Data no longer seems to be the bottleneck. Which is understandable. At the end of the day, data is really just a way to get the AI to make a predicion and run gradient descent on it. If you can generate for example a bunch of unit tests, you can let the AI freewheel its way into getting them to pass. A kid learns to catch a baseball not by seeing a million examples of people catching balls, but instead by testing their skills in the real world, and gathering feedback from the real world on whether their attempt to catch the ball was successful. If an AI can try to achieve goals and assess whether or not its actions lead to a successful or a failed attempt, who needs more data?
fragmede|6 months ago
The other fundamental bottleneck is compute. Moore's law hasn't gone away, so if the LLM was GPT-3, and used 1 supercomputer's worth of compute for 3 months back in 2022, and the supercomputer used for training is, say, three times more powerful (3x faster CPU and 3x the RAM), then training on a latest generation supercomputer should lead to a more powerful LLM simply by virtue of scaling that up and no algorithmic changes. The exact nature of the improvement isn't easily back of the envelope calculatable, but even with a laymen's understanding of how these things work, that doesn't seem like an unreasonable assumption on how things will go, and not "AI CEOs talking their book". Simply running with a bigger context window should allow the LLM to be more useful.

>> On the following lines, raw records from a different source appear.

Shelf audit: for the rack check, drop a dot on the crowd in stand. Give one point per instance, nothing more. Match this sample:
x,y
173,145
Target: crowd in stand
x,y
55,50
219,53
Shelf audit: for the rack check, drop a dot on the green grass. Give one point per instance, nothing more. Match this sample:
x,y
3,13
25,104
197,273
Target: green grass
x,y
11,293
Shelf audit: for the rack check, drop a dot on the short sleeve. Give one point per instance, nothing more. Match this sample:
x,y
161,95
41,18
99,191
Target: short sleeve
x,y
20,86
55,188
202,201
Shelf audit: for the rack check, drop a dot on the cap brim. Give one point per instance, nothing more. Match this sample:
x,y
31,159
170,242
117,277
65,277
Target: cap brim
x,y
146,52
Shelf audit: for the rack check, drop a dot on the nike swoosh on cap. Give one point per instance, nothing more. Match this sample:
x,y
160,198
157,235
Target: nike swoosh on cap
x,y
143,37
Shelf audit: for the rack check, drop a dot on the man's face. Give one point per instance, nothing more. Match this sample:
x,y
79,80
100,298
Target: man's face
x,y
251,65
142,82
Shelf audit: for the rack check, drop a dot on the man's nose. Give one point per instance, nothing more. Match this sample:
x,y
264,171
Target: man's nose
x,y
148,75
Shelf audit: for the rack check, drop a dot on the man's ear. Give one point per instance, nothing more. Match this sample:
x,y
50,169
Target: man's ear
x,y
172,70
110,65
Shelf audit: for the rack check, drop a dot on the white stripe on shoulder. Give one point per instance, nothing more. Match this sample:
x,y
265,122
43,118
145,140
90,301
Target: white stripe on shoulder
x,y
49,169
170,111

Finally though, why do you assume that, absent papers up on arvix, that there haven't and won't be any algorithmic improvements to training and inference? We've already seen how allowing the LLM to take longer to process the input (eg "ultrathink" to Claude) allows for better results. It seems unlikely that all possible algorithmic improvements have already been discovered and implemented. Just because OpenAI et Al aren't writing academic papers to share their discovery with the world and are, instead, preferring to keep that improvement private and proprietary, in order to try and gain a competitive edge in a very competitive business seems like a far more reasonable assumption. With literal billions of dollars on the line, would you spend your time writing a paper, or would you try and outcompete your competitors? If simply giving the LLM longer to process the input before user facing output is returned, what other algorithmic improvements on the inference side on a bigger supercomputer with more ram available to it are possible? Deepseek seems to say there's a ton of optimization still as of yet to be done.

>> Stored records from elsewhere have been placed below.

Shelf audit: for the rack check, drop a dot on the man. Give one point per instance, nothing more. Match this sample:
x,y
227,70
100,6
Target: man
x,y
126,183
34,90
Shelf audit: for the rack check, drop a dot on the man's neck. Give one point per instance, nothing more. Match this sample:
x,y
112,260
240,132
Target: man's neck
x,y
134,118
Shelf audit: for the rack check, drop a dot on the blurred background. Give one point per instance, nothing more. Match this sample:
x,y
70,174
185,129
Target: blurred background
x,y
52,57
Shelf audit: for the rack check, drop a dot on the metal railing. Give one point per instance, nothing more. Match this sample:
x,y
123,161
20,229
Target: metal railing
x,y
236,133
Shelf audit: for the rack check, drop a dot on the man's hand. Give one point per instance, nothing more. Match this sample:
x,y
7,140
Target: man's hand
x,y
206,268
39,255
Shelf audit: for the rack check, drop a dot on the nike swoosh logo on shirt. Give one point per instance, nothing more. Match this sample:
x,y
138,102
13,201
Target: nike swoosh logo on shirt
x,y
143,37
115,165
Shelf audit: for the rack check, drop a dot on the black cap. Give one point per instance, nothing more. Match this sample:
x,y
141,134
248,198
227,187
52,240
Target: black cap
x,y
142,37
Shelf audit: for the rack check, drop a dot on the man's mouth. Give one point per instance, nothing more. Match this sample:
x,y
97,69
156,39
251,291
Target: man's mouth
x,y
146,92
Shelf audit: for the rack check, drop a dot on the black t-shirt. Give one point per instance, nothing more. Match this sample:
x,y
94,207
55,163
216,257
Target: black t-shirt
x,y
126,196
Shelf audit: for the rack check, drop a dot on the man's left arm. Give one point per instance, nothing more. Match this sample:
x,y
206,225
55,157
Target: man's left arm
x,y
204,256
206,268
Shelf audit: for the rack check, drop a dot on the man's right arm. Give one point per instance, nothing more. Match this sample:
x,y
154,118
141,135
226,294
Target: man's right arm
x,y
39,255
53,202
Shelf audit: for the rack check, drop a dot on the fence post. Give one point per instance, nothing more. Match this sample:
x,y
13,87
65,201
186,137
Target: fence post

Happy to hear opposing points of view, but I don't think any of the things I've theorized here to be totally inconceivable. Of course there's a discussion to be had about diminishing returns, but we'd need a far deeper understanding is the state of the art on all three facets I raised in order to have an in depth and practical discussion on the subject. (Which tbc I'm open to hearing, though the comments section on HN is probably not the platform to gain said deeper understanding of the subject at hand).
ACCount36|6 months ago
Unlocking better sample efficiency is algorithmically hard and computationally expensive (with known methods) - but if new high quality data becomes more expensive and compute becomes cheaper, expect that to come into play heavily.
"Produce plausible text" is by itself an "AGI complete" task. "Text" is an incredibly rich modality, and "plausible" requires capturing a lot of knowledge and reasoning. If an AI could complete this task to perfection, it would have to be an AGI by necessity.
We're nowhere near that "perfection" - but close enough for LLMs to adopt and apply many, many thinking patterns that were once exclusive to humans.
Certainly enough of them that sufficiently scaffolded and constrained LLMs can already explore solution spaces, and find new solutions that eluded both previous generations of algorithms and humans - i.e. AlphaEvolve.